O Meio Ambiente e nós....

Muito se tem falado sobre mudanças climáticas, meio ambiente, uso racional de agua, desequilíbrio climático, produção de alimentos e do " Encontro de Copenhagem".
Encontro este que com o apoio ou não dos países mais ricos, o mundo tenta discutir os efeitos das mudanças climáticas, suas conseqüências e nos alertar para a responsabilidade que temos durante nosso próprio dia-a-dia.
Ações simples como trocar as lâmpadas incandescentes por lâmpadas fluorescentes, ir ao trabalho caminhando ou de bicicleta, trocar torneiras que ficam pingando o tempo todo, reduzir o volume de água da descarga do banheiro entre outras são atitudes que fazem bem ao bolso e ao planeta.
Por falar em bem para o bolso, li uma matéria que descrevo trechos abaixo, para uma reflexão:
A mudança climática terá um impacto sério na economia brasileira. Na melhor das hipóteses, a perda em 2050 será de R$ 719 bilhões e na pior, R$ 3,6 trilhões. As conclusões são do estudo Economia da Mudança do Clima no Brasil: custos e oportunidades, uma espécie de Relatório Stern brasileiro. O economista britânico Nicholas Stern, ex-economista chefe do Banco Mundial e consultor do governo apresentou, em 2006, os custos da mudança climática para o mundo.

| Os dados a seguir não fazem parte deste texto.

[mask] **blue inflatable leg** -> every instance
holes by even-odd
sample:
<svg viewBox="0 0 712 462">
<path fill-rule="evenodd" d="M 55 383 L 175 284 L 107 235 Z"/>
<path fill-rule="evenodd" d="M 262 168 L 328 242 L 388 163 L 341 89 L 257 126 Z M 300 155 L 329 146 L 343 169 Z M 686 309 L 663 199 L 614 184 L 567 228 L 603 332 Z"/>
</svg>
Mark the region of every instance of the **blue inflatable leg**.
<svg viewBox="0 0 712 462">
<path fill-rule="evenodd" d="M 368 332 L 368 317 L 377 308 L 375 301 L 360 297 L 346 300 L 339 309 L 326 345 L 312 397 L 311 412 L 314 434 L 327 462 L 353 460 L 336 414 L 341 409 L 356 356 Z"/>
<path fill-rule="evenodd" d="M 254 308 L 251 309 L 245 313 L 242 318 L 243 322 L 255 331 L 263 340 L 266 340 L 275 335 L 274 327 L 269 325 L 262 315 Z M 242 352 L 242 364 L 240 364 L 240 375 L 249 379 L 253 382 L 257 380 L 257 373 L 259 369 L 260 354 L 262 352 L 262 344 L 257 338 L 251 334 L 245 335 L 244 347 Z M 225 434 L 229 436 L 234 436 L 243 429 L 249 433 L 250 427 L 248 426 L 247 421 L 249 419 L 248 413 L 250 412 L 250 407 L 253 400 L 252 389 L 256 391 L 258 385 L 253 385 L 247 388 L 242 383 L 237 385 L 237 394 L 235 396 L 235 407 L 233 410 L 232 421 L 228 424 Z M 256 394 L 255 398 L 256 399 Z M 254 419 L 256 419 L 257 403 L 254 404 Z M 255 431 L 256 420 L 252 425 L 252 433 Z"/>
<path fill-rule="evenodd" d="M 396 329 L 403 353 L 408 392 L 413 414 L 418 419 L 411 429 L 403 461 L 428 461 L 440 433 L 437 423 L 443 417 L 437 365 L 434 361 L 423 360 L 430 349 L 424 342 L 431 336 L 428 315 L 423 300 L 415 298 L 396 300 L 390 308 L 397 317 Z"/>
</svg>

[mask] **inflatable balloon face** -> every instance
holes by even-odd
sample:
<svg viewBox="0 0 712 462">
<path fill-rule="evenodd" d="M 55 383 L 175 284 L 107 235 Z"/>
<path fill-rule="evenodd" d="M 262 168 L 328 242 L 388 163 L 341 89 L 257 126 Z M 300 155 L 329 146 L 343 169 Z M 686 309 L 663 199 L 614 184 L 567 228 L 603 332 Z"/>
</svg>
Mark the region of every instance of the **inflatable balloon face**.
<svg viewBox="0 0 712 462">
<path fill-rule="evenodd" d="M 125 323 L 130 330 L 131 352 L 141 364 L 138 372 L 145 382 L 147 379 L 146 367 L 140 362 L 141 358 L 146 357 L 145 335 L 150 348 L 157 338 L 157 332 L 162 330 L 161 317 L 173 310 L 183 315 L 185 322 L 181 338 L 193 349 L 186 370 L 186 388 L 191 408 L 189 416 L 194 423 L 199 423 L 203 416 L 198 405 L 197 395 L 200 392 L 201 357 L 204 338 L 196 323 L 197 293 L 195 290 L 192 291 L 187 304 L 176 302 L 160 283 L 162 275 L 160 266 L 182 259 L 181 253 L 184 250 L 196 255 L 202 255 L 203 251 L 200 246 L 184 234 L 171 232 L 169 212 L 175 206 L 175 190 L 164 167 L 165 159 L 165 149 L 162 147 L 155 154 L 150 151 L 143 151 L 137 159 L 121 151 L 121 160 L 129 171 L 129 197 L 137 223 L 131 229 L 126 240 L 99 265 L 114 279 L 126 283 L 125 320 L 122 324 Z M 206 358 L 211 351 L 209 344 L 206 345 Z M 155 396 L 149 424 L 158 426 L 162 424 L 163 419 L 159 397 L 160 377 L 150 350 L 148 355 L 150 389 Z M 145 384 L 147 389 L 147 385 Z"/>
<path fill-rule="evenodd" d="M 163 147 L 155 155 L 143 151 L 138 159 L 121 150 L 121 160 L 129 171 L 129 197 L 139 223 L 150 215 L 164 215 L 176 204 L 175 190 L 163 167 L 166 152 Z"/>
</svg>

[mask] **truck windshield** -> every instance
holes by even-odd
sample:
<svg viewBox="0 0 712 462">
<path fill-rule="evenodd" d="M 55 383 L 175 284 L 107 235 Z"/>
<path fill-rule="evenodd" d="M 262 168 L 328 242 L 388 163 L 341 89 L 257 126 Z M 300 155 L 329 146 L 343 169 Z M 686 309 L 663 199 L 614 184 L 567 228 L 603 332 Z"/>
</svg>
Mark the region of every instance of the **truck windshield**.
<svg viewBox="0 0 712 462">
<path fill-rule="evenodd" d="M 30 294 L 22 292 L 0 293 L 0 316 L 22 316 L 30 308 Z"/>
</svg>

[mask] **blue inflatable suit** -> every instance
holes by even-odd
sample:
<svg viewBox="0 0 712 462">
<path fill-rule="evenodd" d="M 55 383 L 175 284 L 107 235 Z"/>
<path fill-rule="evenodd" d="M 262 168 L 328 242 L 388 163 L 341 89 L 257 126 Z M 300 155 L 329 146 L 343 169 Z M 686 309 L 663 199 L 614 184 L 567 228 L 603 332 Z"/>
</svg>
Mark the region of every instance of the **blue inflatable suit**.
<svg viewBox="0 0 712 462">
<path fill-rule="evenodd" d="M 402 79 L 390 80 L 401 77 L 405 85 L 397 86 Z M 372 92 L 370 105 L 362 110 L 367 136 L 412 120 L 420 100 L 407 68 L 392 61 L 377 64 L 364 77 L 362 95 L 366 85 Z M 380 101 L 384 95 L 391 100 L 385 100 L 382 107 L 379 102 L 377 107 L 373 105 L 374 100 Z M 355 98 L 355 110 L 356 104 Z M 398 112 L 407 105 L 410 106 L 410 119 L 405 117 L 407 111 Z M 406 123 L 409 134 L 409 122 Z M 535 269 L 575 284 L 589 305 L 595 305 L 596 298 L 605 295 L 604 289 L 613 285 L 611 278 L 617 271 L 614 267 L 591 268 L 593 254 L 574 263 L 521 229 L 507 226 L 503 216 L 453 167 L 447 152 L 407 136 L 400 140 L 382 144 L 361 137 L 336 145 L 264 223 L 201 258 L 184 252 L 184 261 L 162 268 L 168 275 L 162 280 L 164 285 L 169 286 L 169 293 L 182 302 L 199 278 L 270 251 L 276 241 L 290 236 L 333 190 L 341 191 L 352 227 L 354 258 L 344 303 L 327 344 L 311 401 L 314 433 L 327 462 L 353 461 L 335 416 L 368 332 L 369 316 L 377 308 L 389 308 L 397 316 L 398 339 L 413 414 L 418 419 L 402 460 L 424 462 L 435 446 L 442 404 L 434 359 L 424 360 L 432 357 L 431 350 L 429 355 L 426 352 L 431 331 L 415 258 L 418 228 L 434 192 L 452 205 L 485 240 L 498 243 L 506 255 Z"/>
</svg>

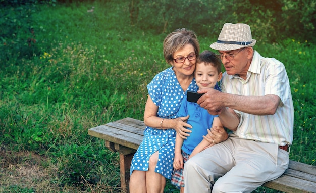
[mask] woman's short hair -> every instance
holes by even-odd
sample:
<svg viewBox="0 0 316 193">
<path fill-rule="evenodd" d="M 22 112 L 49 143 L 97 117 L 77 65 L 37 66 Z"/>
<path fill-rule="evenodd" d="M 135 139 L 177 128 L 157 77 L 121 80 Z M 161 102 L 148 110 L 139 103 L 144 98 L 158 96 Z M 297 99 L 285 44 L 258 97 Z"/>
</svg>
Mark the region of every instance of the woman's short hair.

Os países deveriam investir 1% do PIB mundial para cortar emissões em 80%, em 2050, em comparação aos níveis atuais. Sem isto, o custo anual seria de 20% do PIBMesmo com esta perspectiva mais conservadora, o trabalho confirma que as regiões mais vulneráveis à mudança do clima são a Amazônia e o Nordeste. Na Amazônia, se o aquecimento for de 7° C a 8 °C em 2100, prenuncia-se uma savanização de um bom pedaço de floresta - o clima mais quente reduziria a cobertura florestal em 40% no lado oriental.

No Nordeste, menos chuvas causariam perdas agrícolas em todos os Estados. Menos água reduziria em 25% a capacidade de produção de gado de pasto na região. A vazão dos rios em bacias do Nordeste, como a do Parnaíba, seria afetada. O estudo calcula redução de vazões impressionantes, de até 90% entre 2070 e 2100. Perda de confiabilidade no sistema de geração de energia hidrelétrica, diz o texto, com redução de 31,5% a 29,3% da energia que as usinas hidrelétricas efetivamente podem produzir. Os maiores impactos seriam no Norte e Nordeste - no Sul e Sudeste, os efeitos seriam mínimos neste tópico.

Na agricultura, confirma-se o estudo anterior da Embrapa e Unicamp. Com exceção da cana-de-açúcar, as outras culturas importantes perdem área de cultivo, especialmente soja, milho e café.O trabalho, feito por uma equipe multidisciplinar de institutos e universidades públicas e privadas (USP, Unicamp, Embrapa, INPE, COPPE/UFRJ. Fiocruz, IPEA e FIPE, entre outras) sugere alguns caminhos para que o Brasil se adapte às mudanças do clima. Modificações genéticas seriam alternativas para reduzir problemas agrícolas. Na lacuna energética, é preciso instalar capacidade extra, de preferência usando gás natural, bagaço de cana e energia eólica, a um custo próximo a US$ 50 bilhões.
A mudança climática é um problema bastante relevante para a agenda de desenvolvimento do Brasil, diz Sérgio Margulis, diretor técnico e coordenador do trabalho. A recomendação é que as políticas públicas incorporem a vertente climática nos setores de transportes, habitação, agricultura e indústria.Fonte: Jornal Valor Econômico de Quarta-Feira - 25/11/2009.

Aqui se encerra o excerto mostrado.